Miré a mi alrededor y me sorprendí.

Me encontraba en la habitación de lo que parecía una casa enorme, a juzgar por el tamaño de la misma. Juraría que no había estado nunca en ella y, lo más curioso y a la vez súper extraño, es que no recordaba cómo había llegado hasta allí, ni para qué.

Mire en derredor y comprobé que no estaba sola, sino que me encontraba acompañada por mi amiga Bella, Edward Masen, Emmett McCarty, y los gemelos Rosalie y Jasper Hale. La presencia de Bella me la explicaba pero, ¿y los demás? A Masen apenas le conocía como el chico más popular de todo Forks y a McCarty lo acababa de conocer en el despacho del director… ¿Y esa? Otra chica se ocultaba tras Jasper Hale… No alcancé a verla al principio ya que era pequeña…

-¡Ah!- mi chillido se debía de haber odio hasta el la otra punta de aquella enorme mansión, pero sin embargo ninguno de los allí presentes se inmutó.

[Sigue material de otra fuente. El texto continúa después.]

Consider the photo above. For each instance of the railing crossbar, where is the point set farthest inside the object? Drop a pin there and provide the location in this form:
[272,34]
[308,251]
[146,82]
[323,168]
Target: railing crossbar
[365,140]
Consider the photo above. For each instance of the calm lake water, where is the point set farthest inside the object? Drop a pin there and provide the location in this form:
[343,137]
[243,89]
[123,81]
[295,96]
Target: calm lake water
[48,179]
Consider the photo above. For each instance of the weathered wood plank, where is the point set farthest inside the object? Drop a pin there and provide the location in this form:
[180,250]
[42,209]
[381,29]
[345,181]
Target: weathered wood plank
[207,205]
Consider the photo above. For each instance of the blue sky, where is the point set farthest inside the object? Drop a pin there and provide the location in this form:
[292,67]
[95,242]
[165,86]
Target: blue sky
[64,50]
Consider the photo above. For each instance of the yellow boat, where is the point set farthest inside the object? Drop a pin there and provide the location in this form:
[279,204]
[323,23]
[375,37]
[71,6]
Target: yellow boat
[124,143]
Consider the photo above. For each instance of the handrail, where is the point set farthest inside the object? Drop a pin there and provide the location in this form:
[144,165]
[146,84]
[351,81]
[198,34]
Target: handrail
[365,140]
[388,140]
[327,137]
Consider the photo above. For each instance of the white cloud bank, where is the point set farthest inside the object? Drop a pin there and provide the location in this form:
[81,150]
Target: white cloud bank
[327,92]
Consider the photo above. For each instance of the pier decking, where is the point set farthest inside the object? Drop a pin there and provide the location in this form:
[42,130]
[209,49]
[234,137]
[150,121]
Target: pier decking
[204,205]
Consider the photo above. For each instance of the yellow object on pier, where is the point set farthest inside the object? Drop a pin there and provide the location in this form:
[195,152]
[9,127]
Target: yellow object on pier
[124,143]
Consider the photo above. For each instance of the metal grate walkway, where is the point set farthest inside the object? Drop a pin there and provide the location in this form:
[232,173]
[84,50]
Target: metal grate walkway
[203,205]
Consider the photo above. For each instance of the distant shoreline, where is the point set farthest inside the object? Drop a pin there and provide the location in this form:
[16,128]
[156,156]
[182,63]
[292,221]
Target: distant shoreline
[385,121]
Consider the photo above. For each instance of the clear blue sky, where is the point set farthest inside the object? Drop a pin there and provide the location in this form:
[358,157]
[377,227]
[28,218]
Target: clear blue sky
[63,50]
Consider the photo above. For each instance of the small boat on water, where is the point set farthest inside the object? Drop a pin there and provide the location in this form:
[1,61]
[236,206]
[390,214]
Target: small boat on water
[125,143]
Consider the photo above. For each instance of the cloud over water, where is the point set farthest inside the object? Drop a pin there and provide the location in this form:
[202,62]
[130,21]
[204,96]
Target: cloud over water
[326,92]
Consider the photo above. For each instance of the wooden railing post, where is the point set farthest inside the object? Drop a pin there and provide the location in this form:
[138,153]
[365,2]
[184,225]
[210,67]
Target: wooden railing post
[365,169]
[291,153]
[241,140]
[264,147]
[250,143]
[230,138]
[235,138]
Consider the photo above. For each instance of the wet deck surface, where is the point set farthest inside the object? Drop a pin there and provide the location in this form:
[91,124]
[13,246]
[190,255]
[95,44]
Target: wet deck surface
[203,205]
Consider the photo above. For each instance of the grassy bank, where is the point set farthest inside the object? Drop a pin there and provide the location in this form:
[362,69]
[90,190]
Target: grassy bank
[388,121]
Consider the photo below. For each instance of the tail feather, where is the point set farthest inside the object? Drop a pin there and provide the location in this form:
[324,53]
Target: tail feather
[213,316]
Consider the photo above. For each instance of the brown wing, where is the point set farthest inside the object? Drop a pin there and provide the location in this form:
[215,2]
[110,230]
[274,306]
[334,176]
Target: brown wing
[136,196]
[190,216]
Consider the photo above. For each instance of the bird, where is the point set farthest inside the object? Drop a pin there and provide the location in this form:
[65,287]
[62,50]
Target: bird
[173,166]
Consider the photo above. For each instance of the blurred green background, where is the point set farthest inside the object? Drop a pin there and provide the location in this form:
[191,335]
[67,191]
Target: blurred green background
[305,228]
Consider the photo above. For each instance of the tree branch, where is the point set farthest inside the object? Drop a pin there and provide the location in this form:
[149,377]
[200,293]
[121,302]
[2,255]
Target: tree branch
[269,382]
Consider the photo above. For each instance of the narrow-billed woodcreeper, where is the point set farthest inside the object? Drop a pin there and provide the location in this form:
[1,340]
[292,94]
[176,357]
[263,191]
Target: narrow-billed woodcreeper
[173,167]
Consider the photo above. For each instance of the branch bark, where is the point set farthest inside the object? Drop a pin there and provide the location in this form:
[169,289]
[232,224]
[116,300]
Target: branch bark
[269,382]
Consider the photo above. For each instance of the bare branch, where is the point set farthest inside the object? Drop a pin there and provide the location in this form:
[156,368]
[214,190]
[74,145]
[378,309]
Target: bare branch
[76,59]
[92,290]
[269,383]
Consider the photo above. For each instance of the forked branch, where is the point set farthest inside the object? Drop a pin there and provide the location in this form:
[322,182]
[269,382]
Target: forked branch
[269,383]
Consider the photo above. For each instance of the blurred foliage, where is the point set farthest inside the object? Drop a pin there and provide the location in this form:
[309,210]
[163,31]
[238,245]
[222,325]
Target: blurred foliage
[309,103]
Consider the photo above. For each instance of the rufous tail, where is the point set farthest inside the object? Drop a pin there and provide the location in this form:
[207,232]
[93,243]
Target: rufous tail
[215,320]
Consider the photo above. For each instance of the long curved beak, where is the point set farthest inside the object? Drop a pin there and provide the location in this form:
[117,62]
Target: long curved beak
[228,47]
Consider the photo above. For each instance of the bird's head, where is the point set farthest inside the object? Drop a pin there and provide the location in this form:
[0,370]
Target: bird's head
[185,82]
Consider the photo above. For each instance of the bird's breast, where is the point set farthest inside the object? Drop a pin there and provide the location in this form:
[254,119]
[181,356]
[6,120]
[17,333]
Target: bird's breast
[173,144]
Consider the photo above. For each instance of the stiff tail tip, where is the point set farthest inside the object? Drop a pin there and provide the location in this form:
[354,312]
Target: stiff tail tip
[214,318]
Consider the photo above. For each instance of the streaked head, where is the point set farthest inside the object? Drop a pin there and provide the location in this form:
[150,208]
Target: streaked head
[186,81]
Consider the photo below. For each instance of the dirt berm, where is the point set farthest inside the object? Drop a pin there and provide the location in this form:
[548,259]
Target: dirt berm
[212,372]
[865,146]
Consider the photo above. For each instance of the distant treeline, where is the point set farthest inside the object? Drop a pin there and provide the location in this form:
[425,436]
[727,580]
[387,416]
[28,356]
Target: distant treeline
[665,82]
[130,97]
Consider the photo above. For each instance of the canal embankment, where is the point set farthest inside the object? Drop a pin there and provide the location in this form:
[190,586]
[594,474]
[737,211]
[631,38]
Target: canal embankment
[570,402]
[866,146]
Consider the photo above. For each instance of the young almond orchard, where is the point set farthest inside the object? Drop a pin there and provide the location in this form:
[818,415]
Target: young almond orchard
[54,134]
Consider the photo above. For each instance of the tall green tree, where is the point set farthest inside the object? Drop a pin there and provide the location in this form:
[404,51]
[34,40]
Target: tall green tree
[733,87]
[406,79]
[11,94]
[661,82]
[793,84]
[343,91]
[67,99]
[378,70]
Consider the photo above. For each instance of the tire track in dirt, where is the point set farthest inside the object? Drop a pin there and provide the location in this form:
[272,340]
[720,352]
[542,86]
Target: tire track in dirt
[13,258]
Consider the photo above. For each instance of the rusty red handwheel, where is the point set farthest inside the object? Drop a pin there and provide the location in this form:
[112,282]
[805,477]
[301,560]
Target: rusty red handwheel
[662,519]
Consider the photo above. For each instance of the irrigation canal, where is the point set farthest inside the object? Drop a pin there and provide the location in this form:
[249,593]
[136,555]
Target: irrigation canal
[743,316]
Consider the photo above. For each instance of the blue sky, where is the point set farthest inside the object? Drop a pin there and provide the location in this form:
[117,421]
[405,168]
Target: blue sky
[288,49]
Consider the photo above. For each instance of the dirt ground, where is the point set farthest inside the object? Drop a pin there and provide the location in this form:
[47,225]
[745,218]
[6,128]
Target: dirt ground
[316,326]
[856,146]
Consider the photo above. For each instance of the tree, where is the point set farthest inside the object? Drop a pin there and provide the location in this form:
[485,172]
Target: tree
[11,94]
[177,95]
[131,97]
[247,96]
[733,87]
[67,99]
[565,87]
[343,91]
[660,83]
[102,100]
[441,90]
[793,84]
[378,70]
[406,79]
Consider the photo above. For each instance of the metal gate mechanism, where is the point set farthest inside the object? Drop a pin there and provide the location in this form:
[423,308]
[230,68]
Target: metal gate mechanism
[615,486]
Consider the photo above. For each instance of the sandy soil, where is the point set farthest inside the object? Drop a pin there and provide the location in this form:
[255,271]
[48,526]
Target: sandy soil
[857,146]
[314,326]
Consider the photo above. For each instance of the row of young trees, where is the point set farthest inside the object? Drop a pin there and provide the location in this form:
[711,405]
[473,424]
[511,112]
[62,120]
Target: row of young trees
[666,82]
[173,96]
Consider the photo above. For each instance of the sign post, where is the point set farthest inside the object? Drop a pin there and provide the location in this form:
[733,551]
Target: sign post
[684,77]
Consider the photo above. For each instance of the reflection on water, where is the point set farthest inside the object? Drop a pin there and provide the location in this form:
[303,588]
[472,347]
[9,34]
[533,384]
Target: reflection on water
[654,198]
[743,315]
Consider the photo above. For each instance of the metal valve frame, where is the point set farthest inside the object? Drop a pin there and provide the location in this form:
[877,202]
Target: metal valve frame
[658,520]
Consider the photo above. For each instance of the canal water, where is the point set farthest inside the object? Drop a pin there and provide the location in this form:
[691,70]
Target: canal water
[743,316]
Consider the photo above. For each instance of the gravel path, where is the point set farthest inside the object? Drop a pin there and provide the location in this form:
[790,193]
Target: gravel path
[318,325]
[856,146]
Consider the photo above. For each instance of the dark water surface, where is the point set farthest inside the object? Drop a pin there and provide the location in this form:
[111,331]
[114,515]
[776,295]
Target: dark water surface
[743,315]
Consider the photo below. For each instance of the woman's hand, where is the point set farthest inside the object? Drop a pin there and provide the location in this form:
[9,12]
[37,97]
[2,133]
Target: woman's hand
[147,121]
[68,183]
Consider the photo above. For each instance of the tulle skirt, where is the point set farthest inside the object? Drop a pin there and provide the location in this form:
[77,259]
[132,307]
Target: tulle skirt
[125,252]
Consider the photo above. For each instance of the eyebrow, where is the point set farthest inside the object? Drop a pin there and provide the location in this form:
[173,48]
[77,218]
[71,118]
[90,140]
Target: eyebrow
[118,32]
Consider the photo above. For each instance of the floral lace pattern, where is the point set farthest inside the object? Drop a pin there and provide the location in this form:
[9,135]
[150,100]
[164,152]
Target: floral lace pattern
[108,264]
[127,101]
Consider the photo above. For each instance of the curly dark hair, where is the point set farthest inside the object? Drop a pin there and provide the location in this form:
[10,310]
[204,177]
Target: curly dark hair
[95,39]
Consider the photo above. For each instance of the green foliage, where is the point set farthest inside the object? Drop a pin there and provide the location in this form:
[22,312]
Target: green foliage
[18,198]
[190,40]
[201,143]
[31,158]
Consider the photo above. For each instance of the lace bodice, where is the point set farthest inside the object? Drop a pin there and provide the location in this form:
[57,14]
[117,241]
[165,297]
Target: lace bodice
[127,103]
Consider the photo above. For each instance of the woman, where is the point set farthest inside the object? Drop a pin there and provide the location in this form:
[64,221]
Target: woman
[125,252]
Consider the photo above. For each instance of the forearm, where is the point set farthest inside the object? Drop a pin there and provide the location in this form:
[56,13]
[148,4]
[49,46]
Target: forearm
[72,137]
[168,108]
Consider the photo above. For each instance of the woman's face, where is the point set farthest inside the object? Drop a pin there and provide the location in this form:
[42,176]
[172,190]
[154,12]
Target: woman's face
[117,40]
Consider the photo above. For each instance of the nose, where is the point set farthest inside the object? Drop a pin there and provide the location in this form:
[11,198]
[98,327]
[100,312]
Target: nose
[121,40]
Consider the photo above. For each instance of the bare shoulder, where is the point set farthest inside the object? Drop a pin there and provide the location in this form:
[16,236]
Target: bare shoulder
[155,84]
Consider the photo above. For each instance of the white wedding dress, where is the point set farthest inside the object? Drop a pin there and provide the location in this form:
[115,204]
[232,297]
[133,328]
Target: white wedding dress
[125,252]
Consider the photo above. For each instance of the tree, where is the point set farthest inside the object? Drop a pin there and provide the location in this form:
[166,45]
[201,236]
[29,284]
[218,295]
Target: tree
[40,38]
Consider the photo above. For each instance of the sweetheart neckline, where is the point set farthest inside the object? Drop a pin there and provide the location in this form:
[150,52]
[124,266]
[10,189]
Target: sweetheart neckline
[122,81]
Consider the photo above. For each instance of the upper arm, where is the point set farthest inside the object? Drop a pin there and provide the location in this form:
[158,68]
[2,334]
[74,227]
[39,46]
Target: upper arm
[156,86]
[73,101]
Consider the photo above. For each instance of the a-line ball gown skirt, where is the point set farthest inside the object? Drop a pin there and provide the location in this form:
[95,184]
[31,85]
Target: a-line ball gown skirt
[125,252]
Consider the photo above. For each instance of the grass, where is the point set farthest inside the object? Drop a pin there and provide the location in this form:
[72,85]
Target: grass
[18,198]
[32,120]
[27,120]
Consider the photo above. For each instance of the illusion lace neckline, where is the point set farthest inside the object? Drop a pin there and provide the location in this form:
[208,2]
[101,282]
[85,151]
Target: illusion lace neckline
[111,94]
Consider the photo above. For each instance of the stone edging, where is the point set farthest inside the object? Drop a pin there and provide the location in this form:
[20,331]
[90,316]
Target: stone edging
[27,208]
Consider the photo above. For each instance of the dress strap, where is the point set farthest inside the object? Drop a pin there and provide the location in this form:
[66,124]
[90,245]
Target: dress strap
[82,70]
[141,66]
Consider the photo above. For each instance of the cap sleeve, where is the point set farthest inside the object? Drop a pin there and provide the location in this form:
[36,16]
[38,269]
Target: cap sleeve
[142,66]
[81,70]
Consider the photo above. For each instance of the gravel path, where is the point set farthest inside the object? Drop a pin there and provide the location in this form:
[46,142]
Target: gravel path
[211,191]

Yo seguía sin salir de mi asombro. ¿Aquella chica era yo? Pero cómo podía estar viéndome a mi misma. Es decir, yo estoy aquí ahora, ¿qué hago entonces dos metros más allá? ¡No tiene explicación! No tengo ninguna gemela perdida, creo…

-Confiábamos en vosotros, especialmente en ti, Alice- una voz masculina me sacó de mi ensimismamiento. Un hombre estaba junto a la mujer que había hablado al principio, pero no había reparado en él. Lucía un aspecto impecable, al igual que la dama, con un pelo rubio ceniza engominado y una cálida sonrisa en los labios. ¿Me hablaba a mí? A no, claro, a la otra Alice.

Ésta se sonrojó ante tal alabanza y desvió la mirada hacia el suelo avergonzada.

-Sabíamos que nos encontraríais gracias a tus visiones- le dijo con una dulzura desbordante en los ojos, la mujer castaña a mi otra yo (¿dije otra yo? ¡Ay, que dolor de cabeza!).

-Alice… Alice…

Escuché mi nombre en susurros, en la lejanía… ¿No lo había pronunciado nadie de los presentes en la sala?

-¡Alice!- y esta vez un zarandeo acompañó a lo que dejó de ser un susurro y se convirtió en un grito.

Di un respingo y me incorporé de pronto. Me di cuenta de que volvía a estar de nuevo en el despacho del director y de que su secretaria me miraba con cara de pocos amigos.

-¿Le ocurre algo señorita Brandon?

-Eh… No nada, gracias- le contesté confundida.

Miré hacia abajo y me topé con la mirada inquisidora de Bella. Volví a tomar asiento a su lado y traté de serenarme. Aquello había sido muy raro. ¿Me había quedado durmiendo mientras esperaba?

-¿Alice? ¿Qué te ha pasado?- me preguntó preocupada.

-Pues no sé. ¿Qué me pasó?- le pregunté yo a ella.

-Te has quedado en la inopia. Estábamos charlando y cuando quise darme cuenta estaba hablando sola. Tu estabas como mirando a la nada. Tenías los ojos abiertos mirando a un punto fijo. Comencé a mover las manos delante de tus ojos y a llamarte por tu nombre y tras un rato por fin has reaccionado- parecía alterada de verdad.

-Vaya, lo siento. Supongo que he debido quedarme transpuesta. Ya sabes, esta noche no descansé bien, me habrá entrado morriña.- Le dije quitándole importancia.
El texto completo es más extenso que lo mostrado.